The prime minister told the BBC's Andrew Marr Show the government was trying to deal with the "structural budget deficit" - the gap between spending and taxes.

"That is structural, that's not going to go away because of the growth, so the changes we are making have to be pretty permanent too," he said.

Job losses

The government hopes the rise in VAT will raise £13bn a year but it is predicted to hit retail sales.

However the prime minister said it was part of an economic policy which was forecast to lead to an increase in employment in the next five years.

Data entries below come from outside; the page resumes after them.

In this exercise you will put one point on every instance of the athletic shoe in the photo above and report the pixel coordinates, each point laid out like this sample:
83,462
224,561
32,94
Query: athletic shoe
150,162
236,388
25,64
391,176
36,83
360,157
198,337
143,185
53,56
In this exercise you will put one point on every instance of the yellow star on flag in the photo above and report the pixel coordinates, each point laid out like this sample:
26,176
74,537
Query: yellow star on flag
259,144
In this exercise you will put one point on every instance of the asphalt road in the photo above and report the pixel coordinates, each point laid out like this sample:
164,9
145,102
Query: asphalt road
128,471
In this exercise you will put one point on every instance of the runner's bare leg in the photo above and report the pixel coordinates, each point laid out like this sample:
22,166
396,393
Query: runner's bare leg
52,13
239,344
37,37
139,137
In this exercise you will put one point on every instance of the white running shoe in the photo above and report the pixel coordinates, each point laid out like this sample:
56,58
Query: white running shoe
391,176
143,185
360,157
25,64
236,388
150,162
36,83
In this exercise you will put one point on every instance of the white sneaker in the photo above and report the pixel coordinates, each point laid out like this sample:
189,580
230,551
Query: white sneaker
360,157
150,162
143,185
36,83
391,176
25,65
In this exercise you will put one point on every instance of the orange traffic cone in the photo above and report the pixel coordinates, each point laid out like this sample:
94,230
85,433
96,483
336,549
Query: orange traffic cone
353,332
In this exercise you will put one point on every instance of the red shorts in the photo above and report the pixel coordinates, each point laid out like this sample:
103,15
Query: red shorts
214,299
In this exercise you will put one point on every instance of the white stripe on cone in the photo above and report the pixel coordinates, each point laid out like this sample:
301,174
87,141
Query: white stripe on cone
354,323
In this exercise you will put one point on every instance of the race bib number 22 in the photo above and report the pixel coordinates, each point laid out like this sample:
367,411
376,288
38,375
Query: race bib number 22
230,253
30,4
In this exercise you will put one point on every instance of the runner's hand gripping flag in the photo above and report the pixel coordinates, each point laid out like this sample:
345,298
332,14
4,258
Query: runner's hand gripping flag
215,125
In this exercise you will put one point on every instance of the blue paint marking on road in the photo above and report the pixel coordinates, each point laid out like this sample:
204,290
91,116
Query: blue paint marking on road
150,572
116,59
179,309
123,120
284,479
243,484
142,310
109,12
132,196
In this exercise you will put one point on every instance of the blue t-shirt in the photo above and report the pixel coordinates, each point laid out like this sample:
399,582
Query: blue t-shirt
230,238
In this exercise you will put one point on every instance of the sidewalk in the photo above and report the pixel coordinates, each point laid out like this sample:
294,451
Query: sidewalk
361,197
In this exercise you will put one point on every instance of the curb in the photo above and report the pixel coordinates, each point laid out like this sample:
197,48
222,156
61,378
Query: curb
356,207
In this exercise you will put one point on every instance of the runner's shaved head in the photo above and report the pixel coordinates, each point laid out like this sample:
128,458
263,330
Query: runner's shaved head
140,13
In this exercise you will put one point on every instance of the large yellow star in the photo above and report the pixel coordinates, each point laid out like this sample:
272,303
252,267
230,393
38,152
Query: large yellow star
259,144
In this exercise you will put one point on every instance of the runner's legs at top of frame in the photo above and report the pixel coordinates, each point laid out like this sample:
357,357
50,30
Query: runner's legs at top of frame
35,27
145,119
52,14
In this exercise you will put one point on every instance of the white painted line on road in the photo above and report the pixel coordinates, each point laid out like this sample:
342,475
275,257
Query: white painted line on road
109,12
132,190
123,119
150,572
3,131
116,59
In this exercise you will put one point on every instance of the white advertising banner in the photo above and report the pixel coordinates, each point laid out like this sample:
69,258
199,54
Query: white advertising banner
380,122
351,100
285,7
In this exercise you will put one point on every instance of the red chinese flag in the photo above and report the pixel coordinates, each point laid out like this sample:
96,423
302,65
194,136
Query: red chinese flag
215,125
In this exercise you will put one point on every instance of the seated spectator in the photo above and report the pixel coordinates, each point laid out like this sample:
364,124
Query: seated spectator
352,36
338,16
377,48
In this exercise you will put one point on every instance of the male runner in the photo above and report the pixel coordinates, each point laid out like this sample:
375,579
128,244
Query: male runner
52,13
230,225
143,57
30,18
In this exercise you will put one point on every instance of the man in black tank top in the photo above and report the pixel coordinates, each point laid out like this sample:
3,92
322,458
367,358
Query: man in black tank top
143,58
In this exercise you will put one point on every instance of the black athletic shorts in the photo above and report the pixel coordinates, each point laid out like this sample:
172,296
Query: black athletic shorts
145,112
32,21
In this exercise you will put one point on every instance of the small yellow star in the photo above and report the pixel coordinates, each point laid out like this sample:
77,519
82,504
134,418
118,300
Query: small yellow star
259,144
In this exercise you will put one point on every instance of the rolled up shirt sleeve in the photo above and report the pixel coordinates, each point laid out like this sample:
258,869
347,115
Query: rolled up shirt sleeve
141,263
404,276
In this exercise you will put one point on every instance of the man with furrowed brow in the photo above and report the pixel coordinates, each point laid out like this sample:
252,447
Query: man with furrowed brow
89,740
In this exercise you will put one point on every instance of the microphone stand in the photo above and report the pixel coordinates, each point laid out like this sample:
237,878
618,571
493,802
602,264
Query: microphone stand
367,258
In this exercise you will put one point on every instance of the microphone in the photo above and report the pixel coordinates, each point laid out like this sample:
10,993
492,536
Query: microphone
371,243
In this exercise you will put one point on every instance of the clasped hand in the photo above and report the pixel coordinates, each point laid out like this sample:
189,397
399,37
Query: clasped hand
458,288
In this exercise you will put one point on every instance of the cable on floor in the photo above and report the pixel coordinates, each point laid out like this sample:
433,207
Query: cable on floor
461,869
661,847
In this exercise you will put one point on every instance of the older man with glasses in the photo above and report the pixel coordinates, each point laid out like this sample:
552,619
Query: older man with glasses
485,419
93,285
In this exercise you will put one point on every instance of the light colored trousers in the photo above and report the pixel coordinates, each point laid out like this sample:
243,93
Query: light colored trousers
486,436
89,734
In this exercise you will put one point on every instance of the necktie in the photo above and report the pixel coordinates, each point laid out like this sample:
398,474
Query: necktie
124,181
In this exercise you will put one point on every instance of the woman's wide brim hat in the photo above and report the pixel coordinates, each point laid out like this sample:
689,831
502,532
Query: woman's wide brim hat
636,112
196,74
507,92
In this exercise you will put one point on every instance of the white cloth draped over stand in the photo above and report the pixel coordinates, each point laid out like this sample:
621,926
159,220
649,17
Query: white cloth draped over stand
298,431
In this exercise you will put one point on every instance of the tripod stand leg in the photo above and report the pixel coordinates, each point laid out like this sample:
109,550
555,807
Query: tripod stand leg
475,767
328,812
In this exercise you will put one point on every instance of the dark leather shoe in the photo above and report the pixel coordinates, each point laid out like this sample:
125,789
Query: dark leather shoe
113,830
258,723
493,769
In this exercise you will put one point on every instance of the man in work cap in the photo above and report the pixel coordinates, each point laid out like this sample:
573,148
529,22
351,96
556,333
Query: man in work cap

Asked how many jobs were predicted to be lost as a result of the VAT rise, Mr Cameron said any tax rise would have an impact on the economy but the government was having to deal with a "vast pit of debt" and if the budget deficit was not tackled confidence would "sap" out of the British economy.

Mr Cameron said: "If you didn't do VAT, what tax would you do? The first category there would probably be National Insurance. that's what Labour have committed to - and putting up National Insurance when you're trying to get the economy growing and jobs growing would be a perverse thing to do."

Labour had planned to increase National Insurance Contributions (NICs) by 1% for both employers and employees.

The coalition is raising the starting point for employers' NICs to reduce the cost to firms, and is leaving in place the higher levies on employees.

'Tough year'

Mr Cameron also said he hoped the new 50p top rate of income tax would not be permanent because it would discourage people from working, living in the UK and "getting on".

But he said the government was "determined" that the richest should pay the most "not only in total cash terms but also as a share of their income, and that is what the Budget and spending round achieved".

He said 800,000 people were being also lifted out of income tax altogether because it was raising income tax thresholds.

"That will help all people who are basic rate taxpayers... it is going to be difficult but we did things in the Budget to help the economy, to help business, to make it cheaper to employ people."

Mr Cameron said he was optimistic about the future but admitted 2011 was going to be "a tough and difficult year". But he said the government was "very strong" and would not change course because unions wanted to "kick off".

"The trade unions need to know they're not going to be able to push anyone around by holding this strike or that strike or even a whole lot of strikes together - they can forget it."

Labour says the increase in VAT will cost the average family £7.50 a week.

Shadow Chancellor Alan Johnson told Sky News: "I now hear the prime minister has said, whereas the 50% tax rate for the richest in our society would not be permanent, the VAT increase would.

"Now that's extraordinary given that it has twice the effect on the poorest in our society as on the richest."

He defended Labour's plan to increase NI contributions - something the Conservatives described as a "tax on jobs" - saying it was a "tough decision" but raising VAT was "regressive" and hit pensioners and the poorest - and for employees, National Insurance was being raised anyway.

But Mr Johnson was criticised after appearing to stumble over the current rate for employer's National Insurance contributions in an interview on Sky News.

Lib Dem MP Stephen Williams said it showed Labour was "completely clueless on basic economics".